Pauline MacDonald

Personal information
- Date of birth: 17 April 1975 (age 50)
- Place of birth: Scotland
- Height: 5 ft 4 in (1.63 m)
- Position(s): Defender; midfielder;

Senior career*
- Years: Team / Apps / (Gls)
- Central Fife L.F.C.
- Cumbernauld United L.F.C.
- Cove Rangers L.F.C.
- Stenhousemuir L.F.C.
- 1998: Miami Gliders
- 1999: Atlanta Classics
- 2000–2003: Arsenal
- 2006–2007: Edinburgh Ladies

International career
- 1992–2003: Scotland / 65

Managerial career
- 2007–2008: Dalkeith L.F.C.
- 2017–2024: Scotland under-17 women
- 2024–2025: Dallas Trinity

= Pauline MacDonald =

Scottish footballer and manager

Pauline MacDonald (born 17 April 1975) is a Scottish football coach formerly for Dallas Trinity FC of the USL Super League. Previously, she was the manager of the Scotland under-17 women's team. As a player MacDonald made her senior Scotland debut in 1992, served the national team as captain and amassed a total of 65 caps. A versatile defender or midfielder, MacDonald played at club level in the American USL W-League and the English FA Women's Premier League, as well as in her native Scotland.

==Playing career==
===Club career===
MacDonald began playing organised football as an 11-year-old, with Central Fife L.F.C.. She moved to Cumbernauld United L.F.C., then to the dominant team of the era Cove Rangers L.F.C. who were based in Aberdeen. In 1998, MacDonald played for Miami Gliders of the USL W-League and was named to the second division all-star team.

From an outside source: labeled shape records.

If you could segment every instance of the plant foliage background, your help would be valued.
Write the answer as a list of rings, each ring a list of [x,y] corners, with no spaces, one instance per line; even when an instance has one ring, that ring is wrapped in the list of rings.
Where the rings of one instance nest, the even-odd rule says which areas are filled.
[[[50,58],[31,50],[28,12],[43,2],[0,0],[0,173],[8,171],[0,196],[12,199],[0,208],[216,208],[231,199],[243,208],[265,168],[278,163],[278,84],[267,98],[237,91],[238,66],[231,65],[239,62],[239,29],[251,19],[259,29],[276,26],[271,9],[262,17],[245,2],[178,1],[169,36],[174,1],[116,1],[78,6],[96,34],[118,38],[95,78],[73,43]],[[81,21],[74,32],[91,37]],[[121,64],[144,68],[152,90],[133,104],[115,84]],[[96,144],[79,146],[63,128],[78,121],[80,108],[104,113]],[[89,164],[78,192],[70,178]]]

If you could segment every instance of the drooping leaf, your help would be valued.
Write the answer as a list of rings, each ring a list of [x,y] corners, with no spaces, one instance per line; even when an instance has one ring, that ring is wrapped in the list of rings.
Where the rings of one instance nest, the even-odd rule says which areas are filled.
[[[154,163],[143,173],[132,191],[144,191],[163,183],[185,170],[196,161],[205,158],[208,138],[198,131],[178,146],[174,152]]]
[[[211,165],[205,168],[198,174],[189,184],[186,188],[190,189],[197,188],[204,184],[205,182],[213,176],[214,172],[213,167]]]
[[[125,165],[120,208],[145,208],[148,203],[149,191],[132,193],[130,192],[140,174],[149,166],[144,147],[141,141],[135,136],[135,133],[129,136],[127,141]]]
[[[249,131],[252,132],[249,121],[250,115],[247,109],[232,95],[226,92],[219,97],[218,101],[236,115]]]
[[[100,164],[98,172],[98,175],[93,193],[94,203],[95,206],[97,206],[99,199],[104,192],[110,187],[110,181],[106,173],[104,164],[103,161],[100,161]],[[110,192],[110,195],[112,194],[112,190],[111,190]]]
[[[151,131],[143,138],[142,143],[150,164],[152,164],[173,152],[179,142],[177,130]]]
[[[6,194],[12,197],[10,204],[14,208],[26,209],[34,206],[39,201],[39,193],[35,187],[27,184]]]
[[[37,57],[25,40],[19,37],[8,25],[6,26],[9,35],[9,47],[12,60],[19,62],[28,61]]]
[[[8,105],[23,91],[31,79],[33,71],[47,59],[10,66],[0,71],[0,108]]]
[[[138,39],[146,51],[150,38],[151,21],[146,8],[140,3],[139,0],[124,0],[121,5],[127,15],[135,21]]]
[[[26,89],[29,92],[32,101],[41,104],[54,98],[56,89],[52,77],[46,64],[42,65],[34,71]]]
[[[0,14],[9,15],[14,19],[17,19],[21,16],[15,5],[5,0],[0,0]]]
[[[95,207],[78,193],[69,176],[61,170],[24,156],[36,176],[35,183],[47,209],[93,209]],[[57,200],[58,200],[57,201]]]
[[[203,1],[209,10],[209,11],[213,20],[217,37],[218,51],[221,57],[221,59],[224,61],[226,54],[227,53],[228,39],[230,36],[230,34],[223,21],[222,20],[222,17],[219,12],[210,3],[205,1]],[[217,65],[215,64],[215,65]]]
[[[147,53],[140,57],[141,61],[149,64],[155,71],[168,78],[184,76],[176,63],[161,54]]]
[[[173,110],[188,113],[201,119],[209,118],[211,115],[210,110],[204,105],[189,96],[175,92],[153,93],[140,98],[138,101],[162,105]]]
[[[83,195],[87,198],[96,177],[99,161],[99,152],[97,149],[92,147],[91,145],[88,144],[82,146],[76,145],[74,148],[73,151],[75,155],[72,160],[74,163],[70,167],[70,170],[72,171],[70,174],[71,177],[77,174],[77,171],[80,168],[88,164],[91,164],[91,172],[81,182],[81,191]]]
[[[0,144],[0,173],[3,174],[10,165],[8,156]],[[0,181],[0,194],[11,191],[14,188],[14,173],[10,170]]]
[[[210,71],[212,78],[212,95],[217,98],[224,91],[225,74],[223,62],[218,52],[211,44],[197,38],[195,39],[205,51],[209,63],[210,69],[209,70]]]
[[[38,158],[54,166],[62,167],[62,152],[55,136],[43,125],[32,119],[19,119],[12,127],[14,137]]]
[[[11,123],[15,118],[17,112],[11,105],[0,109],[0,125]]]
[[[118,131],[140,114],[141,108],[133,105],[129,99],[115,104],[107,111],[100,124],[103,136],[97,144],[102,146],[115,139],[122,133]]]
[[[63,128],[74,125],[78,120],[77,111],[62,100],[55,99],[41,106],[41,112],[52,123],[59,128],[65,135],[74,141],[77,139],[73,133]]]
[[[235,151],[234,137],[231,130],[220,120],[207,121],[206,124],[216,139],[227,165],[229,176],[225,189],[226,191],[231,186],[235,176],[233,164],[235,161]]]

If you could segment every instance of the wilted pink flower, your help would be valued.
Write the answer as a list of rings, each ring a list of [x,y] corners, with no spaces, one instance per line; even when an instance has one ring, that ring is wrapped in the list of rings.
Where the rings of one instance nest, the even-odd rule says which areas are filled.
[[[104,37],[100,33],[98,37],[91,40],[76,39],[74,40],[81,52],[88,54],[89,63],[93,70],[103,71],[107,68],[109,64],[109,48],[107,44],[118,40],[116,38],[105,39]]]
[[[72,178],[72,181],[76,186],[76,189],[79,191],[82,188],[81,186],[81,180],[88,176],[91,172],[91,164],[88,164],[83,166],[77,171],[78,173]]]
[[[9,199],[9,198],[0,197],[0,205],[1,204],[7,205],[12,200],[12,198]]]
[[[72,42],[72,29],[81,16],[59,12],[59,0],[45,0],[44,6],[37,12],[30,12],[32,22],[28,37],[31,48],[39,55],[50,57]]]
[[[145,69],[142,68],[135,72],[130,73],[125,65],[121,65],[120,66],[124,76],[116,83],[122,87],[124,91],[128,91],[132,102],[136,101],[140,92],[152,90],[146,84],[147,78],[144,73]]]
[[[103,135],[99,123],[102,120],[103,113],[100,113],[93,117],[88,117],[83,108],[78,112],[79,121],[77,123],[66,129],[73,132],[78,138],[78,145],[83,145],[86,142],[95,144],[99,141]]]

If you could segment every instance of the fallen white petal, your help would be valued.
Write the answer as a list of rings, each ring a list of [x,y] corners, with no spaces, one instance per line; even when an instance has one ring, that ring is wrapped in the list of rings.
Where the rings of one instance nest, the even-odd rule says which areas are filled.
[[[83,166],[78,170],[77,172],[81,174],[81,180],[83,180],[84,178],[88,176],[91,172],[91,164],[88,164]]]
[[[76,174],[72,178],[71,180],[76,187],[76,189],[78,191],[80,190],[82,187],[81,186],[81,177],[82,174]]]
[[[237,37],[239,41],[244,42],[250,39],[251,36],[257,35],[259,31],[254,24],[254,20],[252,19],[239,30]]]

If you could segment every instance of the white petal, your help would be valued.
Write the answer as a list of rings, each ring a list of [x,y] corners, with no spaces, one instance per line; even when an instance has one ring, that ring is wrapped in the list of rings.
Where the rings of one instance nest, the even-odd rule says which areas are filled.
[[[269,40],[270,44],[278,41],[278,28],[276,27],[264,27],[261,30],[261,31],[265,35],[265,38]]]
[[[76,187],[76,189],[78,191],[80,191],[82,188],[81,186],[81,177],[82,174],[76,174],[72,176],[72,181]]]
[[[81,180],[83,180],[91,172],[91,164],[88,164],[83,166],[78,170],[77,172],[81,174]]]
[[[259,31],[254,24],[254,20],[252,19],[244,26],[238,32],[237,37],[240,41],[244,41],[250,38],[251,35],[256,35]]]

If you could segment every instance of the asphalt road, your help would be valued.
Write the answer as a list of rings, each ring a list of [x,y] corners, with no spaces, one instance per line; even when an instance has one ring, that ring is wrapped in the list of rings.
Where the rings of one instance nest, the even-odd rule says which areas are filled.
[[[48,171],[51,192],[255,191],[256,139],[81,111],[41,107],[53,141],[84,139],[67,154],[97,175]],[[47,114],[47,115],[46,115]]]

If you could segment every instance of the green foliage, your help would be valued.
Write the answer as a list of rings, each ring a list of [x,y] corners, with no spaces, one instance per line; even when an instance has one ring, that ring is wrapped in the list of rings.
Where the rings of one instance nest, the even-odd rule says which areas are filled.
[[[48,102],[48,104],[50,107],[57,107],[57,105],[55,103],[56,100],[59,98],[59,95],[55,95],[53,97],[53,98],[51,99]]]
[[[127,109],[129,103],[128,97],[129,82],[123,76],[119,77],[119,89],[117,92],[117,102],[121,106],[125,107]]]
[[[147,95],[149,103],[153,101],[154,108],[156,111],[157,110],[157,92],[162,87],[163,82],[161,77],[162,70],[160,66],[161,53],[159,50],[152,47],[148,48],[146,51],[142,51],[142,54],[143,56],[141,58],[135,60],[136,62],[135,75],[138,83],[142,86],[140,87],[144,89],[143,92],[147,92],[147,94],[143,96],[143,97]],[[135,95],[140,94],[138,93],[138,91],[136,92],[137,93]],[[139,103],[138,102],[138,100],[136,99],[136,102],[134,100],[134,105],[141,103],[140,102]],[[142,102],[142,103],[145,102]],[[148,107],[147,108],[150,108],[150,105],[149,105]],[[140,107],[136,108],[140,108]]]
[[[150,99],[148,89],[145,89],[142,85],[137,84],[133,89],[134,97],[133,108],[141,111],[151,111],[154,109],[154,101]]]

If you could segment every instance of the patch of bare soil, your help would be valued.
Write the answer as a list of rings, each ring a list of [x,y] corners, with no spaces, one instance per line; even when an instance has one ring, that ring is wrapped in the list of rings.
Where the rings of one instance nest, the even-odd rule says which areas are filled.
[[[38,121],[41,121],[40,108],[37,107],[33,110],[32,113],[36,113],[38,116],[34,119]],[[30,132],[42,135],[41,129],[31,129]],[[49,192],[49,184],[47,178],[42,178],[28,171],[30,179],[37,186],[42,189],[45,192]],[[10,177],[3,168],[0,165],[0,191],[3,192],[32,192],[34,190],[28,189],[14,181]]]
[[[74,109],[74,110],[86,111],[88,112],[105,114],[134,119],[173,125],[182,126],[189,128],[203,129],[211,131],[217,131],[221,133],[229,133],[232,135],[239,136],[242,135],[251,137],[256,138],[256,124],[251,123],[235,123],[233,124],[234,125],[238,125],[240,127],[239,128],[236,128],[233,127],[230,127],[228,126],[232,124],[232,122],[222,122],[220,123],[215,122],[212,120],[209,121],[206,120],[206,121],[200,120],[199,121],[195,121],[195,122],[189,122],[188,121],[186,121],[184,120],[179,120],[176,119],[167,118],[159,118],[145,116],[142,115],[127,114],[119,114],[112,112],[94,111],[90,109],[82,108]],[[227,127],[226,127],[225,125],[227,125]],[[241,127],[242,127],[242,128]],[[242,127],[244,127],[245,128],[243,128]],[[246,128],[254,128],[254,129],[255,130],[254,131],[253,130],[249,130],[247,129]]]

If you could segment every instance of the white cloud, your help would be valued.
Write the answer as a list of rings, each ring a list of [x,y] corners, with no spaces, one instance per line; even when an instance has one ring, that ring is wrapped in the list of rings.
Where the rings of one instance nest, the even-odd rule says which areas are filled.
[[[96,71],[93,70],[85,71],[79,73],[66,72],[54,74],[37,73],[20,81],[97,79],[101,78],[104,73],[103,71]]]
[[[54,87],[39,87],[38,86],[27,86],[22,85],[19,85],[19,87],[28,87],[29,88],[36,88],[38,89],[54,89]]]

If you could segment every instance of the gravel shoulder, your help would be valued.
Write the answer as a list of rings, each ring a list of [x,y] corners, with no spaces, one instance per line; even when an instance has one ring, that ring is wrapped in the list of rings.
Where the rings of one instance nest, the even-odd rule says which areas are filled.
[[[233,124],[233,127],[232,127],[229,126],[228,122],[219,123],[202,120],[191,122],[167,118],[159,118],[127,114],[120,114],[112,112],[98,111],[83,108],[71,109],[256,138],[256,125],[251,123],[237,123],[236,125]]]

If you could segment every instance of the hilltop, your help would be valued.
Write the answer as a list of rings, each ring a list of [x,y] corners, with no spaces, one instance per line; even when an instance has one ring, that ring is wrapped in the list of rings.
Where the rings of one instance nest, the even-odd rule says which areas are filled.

English FA Women's Premier League club Arsenal signed MacDonald during the 1999–00 season.

After a period of retirement from playing, MacDonald signed for Edinburgh Ladies in September 2006.

===International career===
In May 1991, MacDonald captained the Scotland under-21 team to a 4–2 win over rivals England in Motherwell. She made her senior international debut in April 1992, at the Albena Cup.

==Coaching career==
In September 2004, MacDonald was appointed as a women's football development officer for Edinburgh, a position jointly funded by the Scottish Football Association (SFA) and the local authority. Structured female youth football was completely lacking in the area and MacDonald made it her priority to remedy the situation.

MacDonald guided Dalkeith L.F.C. to promotion into the top-flight Scottish Women's Premier League in 2007–2008, her first season as a club coach. They took their Premier League place as Boroughmuir Thistle, having undergone a name change.

After approximately a decade of working for the SFA as coach and assistant coach with the national women's youth teams, MacDonald was appointed coach of the Scotland under-17 women's team in October 2017. She joined her former Scotland teammates Shelley Kerr and Pauline Hamill as a full-time female coach on the SFA payroll.

On June 19, 2024, MacDonald was announced as the inaugural head coach for Dallas Trinity FC ahead of the club's campaign, an inaugural team in the new USL Super League, which began in late August 2024. MacDonald missed the first three games of the season due to delays in obtaining her work visa. General Manager, Chris Petrucelli stepped in as interim head coach. MacDonald was present during the team's first win against Lexington SC, but was not named the coach. Following the 2024–25 USL Super League season, that saw Trinity's season end in the semifinals of the playoffs, MacDonald was relived of her duties on 25 June 2025.